ABD, Kanada ve İngiltere madenciliği çok seven ülkeler. Uzun yıllardır dünyanın dört bir yanındaki coğrafyaları yerle bir edip zehirleyen ve halkları kölelik koşullarında çalıştıran bu ülkelerin tekel konumundaki şirketleri, bir süredir Türkiye’de cirit atıyor. MTA tarafından binlerce metre sondaj yapılarak hangi bölgede, kaç metre derinlikte, hangi madenlerin olduğu tespitleri yapılmış ve pazarlanmaya çıkılmış durumda. ABD gibi ülkelerdeki dev maden şirketleri için altın, gümüş, bakır gibi madenler önem arzetse de dönemsel olarak asıl hedeflerinin Nadir Toprak Elementleri’yle daha çok ilgilendiklerini belirtmek gerekiyor. Bugün Türkiye coğrafyasının dört bir yanında dağlar taşlar delik deşik edilip her türden maden çıkarım işlerinin tamamı yerli gibi gözükse de büyük maden tekellerinin alt taşeronu olan şirketler tarafından yürütülen bir yağma sürmekte. Endüstri 4.0’a hazırlanan emperyalist kapitalist sistemin gözü biraz önce belirttiğimiz gibi Nadir Toprak Elementleri’nde (NTE) olduğu bir gerçek.
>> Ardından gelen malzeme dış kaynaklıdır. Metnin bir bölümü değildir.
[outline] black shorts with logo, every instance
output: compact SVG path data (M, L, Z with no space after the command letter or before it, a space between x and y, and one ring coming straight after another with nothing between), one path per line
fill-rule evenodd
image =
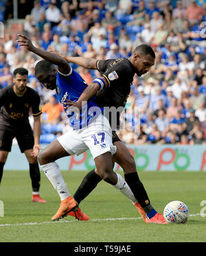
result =
M0 118L0 150L10 152L16 137L21 153L33 149L34 134L29 123L12 124Z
Japonlar Nadir Toprak Elementleri’ni teknolojinin tohumu, ABD ise teknolojik metal olarak adlandırmaktadır. NTE üretimi solüsyon madenciliği, yeraltı madenciliği, açık işletme yöntemleri uygulanarak yapılmaktadır. Türkiye’deki NTE madenleri içinde yüzde 3 tenörlü 4 milyon ton olarak belirlenen bölge Eskişehir-Kızılcaören coğrafyası. Malatya-Kuluncak coğrafyasında ise yüzde 24 tenörlü 1000 ton rezerv olduğu belirlenmiş. Maden Tetkik ve Arama (MTA) Genel Müdürlüğü tarafından yapılan aramalar sonucunda Eskişehir-Beylikova, Malatya-Kuluncak, Sivas ve Burdur’da yeni NTE yatakları tespit edilmiş. Eskişehir-Beylikova’daki barit-fluorit ve bastnasit içeren yaklaşık 52 milyon ton NTE rezervinin ortalama NTE tenörünün yüzde 3,14 olduğu, Isparta- Sofular ve Kayseri-İncesu bölgelerinde de potansiyel NTE rezervleri bulunduğu belirtiliyor. Ayrıca Eskişehir-Sivrihisar-Küçük Höyüklü ve Koca Deve Bağırtan mevkiilerinde toryum rezervlerinin belirlenmiş olması, bu bölgelerin tamamında yakın gelecekte bir hareketlenme olabileceğini söylemek gerekiyor.
İktidarın Trakya’nın bakir Saroz Körfezi’ne LNG istasyonu ve limanı yapma girişimi yasalar hiçe sayılarak sürüyor. Tüm benzer toplantıları iptal eden iktidar her nedense Saroz için İnceleme Değerlendirme Komisyon (İDK) toplantısını muhalif olanlara kapalı biçimde yaparak, ÇED sürecini başlatıyor olması ‘odak’ noktalarından biri olarak öne çıkıyor. Bursa Yenişehir Kirazlı köyü merası üzerine Lübnanlı Meyra şirketi koronavirüs salgınını jandarma desteği ile bir fırsata dönüştürmüş durumda.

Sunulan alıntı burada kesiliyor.